No último domingo (12/4), o Centro de Tecnologia da Universidade Federal do Rio de Janeiro (UFRJ), na Cidade Universitária, foi palco da Conferência ‘Favela, Vida e Direitos’. O evento conclui uma trajetória de debates, em encontros preparatórios para formação de lideranças locais. Esses espaços foram dedicados à construção de propostas viáveis, elaboradas a partir das realidades nas favelas do Rio de Janeiro, com o objetivo de fortalecer a incidência política e o diálogo com o poder público.
A conferência contou com a atuação direta de integrantes de três iniciativas: Cria Saúde, Plantando Saúde e Impulso de Gerações. Os projetos, realizados com apoio de emenda parlamentar do deputado federal Lindbergh Farias (PT), são desenvolvidos pela Coordenação de Cooperação Social da Presidência da Fiocruz, como parte do Programa Favelas e Periferias pelo Direito à Vida, realizado em parceria com: Instituto de Comunicação e Informação Científica e Tecnológica em Saúde (Icict/Fiocruz), Escola Nacional de Saúde Pública Sergio Arouca (Ensp/Fiocruz), Escola Politécnica de Saúde Joaquim Venâncio (EPSJV/Fiocruz), Casa de Oswaldo Cruz (COC/Fiocruz), Farmanguinhos e Instituto BR.
Ao todo, aproximadamente 550 moradores de comunidades do estado do Rio de Janeiro participaram ativamente das ações do projeto, representando Cidade de Deus, Complexo do Alemão, Jacarezinho, Magé, Manguinhos, Maré, Rio das Pedras, Rocinha, Duque de Caxias, Guapimirim, Nova Iguaçu e São João de Meriti.
Os Grupos de Trabalho que se reuniram para aprofundar as discussões temáticas, basearam-se nos diagnósticos locais e na busca por soluções concretas e realizáveis para cada território.
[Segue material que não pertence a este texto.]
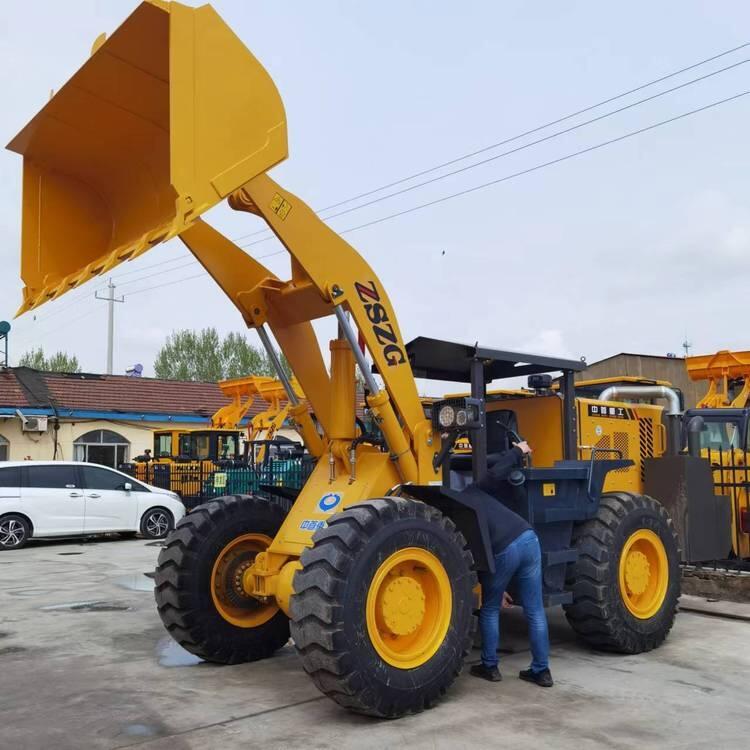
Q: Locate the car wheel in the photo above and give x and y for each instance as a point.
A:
(156, 523)
(15, 531)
O resultado desse esforço coletivo foi a consolidação de propostas, organizadas em 10 eixos temáticos, que servirão como base para as estratégias de incidência política da conferência.
Eixos temáticos
- Democracia, Participação Popular e Fortalecimento do SUS;
- Moradia, Urbanização e Direito à cidade;
- Saneamento, Água e Infraestrutura Ambiental;
- Gestão de resíduos e sustentabilidade ambiental;
- Saúde mental, cuidado psicossocial e violência;
- Saberes tradicionais, espiritualidade e práticas comunitárias de saúde;
- Cultura, arte e produção cultural;
- Memória, patrimônio e encontro de gerações;
- Esporte, lazer e direito ao brincar;
Proteção social, educação e direitos humanos.
Plenária
A segunda parte da conferência começou com a exibição de um vídeo institucional e contou com a participação de representantes da Fiocruz, coordenadores dos cursos e do deputado Lindbergh Farias.
Yaporan Araújo (projeto Plantando Saúde) chamou atenção para o impacto de violência, racismo, exclusão e genocídio, na saúde física e emocional da população que vive nas favelas: “Essas situações trazem um adoecimento para as pessoas que vivem nesses territórios. Precisamos ser respeitados enquanto seres humanos. Preciso saber que a sociedade na qual me incluo me respeita, mas isso não vem acontecendo”.
Em seguida, Paulo Garrido (Asfoc) lamentou o crescimento do feminicídio no país e falou sobre o trabalho realizado pelo sindicato em diversos estados, visando à 18ª Conferência Nacional de Saúde. Já Leonídio Santos, coordenador da Cooperação Social da Presidência da Fiocruz, destacou o quadro de desigualdade existente no país e criticou a alta concentração de riqueza nas mãos de poucos e da pobreza nas mãos de muitos: “Esse modelo não coaduna com o direito à vida. Falar sobre isso é falar sobre promoção da saúde. As propostas aprovadas nesta conferência serão colocadas na agenda da Fiocruz e esperamos que também entrem em outros espaços de governo”.
No encerramento, o deputado Lindberg Farias agradeceu a Fiocruz e o empenho dos coordenadores e participantes dos cursos durante o projeto: “Tenho muito orgulho do que está acontecendo. Temos que ter lideranças de base que defendam seus territórios e não tenho dúvida de que diversas lideranças surgirão daqui”.
Com um dia inteiro de debates e trocas, a ‘Conferência Livre Favela, Vida e Direitos’ consolida um esforço coletivo para que as vozes das favelas e periferias cheguem com força às instâncias de decisão sobre políticas públicas nas comunidades. As propostas agora seguem para as próximas etapas de incidência política junto ao poder público.